The longer that Hanna Herman speaks for President Viktor Yanukovych in an official capacity, the more damage she will do to his administration’s credibility – which is quite low now anyway.

Long after the claim has been discredited, the presidential aide keeps on insisting that criminal investigations have been launched against 478 high-ranking government officials since Yanukovych took power in 2010.

Herman most recently renewed the questionable claim to counter growing international condemnation of what appear to be politically motivated criminal prosecutions of ex-Prime Minister Yulia Tymoshenko and other officials who worked for her.

After defending the administration’s record at a June 14 event in Kyiv organized by the U.S.-based Freedom House human rights organization, ex-Deputy Prime Minister Hryroriy Nemyria goaded her into providing proof.

She pulled out a five-page document, gave it to Freedom House executive director David J. Kramer and promptly left the meeting.

The Security Services of Ukraine document doesn’t show that 478 administration loyalists or top current officials are under investigation.

Justice Minister Oleksandr Lavyrynovych and presidential chief of staff Serhiy Lyovochkin made similar claims earlier this year.

When pressed, the general prosecutor refuses to name names, arguing that the suspects have not been found guilty yet.

This is poppycock.
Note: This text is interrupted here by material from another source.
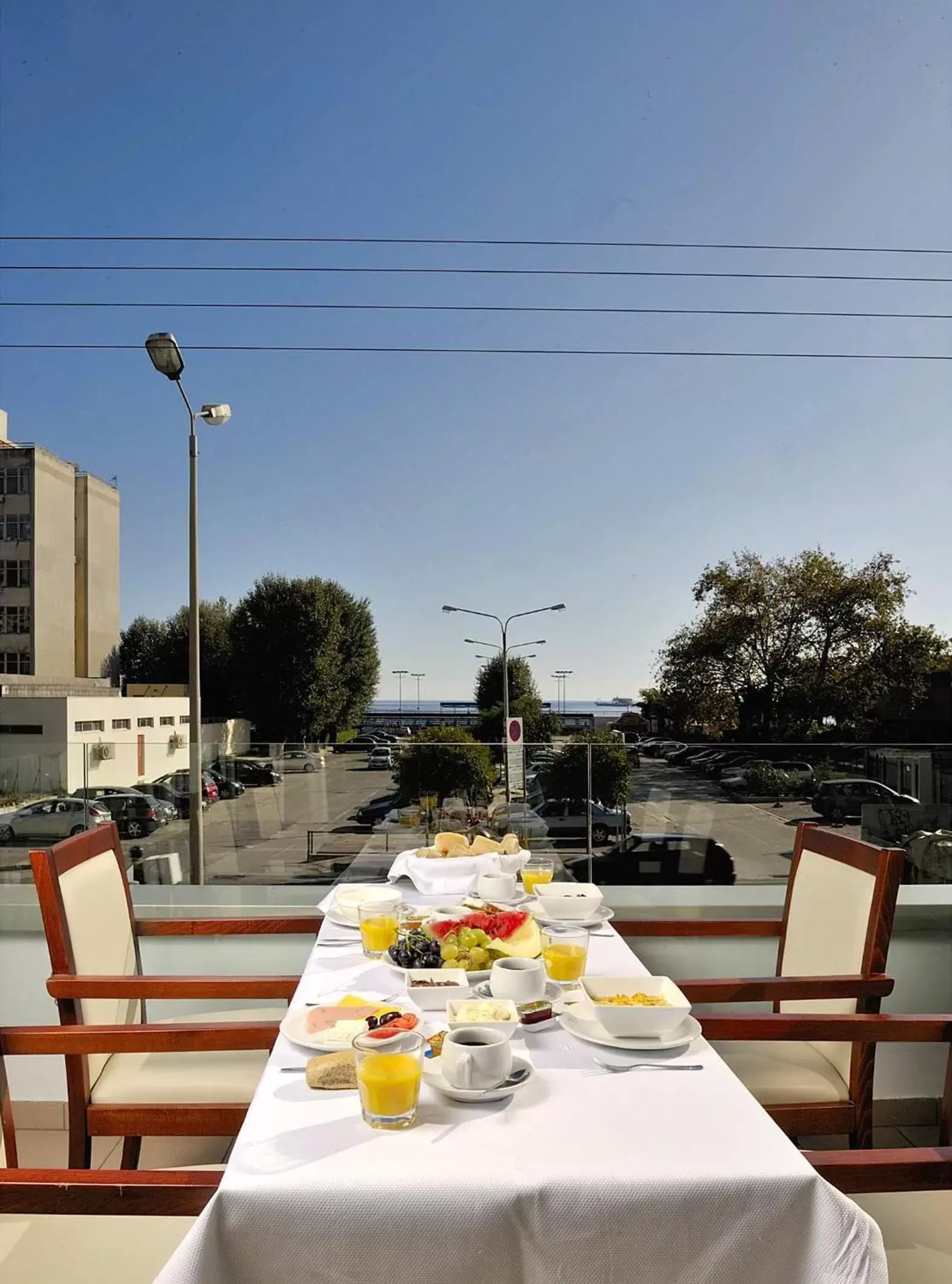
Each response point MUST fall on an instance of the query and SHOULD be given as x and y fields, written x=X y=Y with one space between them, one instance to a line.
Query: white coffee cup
x=496 y=886
x=475 y=1058
x=520 y=980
The names of criminal suspects are routinely bandied about by officials when doing so serves their interests.

Moreover, if arrests have been made or criminal charges filed, the state should disclose the names and reasons for depriving people of liberty.

Law enforcers routinely flout human rights in this nation, including arbitrary arrests, selective prosecution and excessive pre-trial jailing of people.

At the same event where Herman defended the administration’s record, numerous human rights activists painted a different and – in our view – more accurate picture of a democratic nation creeping back into authoritarianism.

The Yanukovych administration has monopolized political power and is persecuting political opponents while ignoring corruption in its own ranks.

The public continues to be kept in the dark about government favors to insiders, including shady privatizations of state assets and favors for friends of the Party of Regions.

The full extent of shady deals, including dirty state procurements and near-monopolization of various industries, may never be known.

Even Yanukovych, while chairing an anti-corruption meeting earlier this month, admitted the nation is looted of billions of dollars each year.

He just didn’t say by whom.

Amid signs that the presidential Party of Regions intends to stay in power at all costs, human rights activists and diplomats have put the administration on notice that the 2012 parliamentary elections had better be clean, transparent and fair.

Until the administration comes clean about criminal investigations and almost everything else within its ever-expanding purview, it will be hard to take any of its representatives – especially Herman – seriously.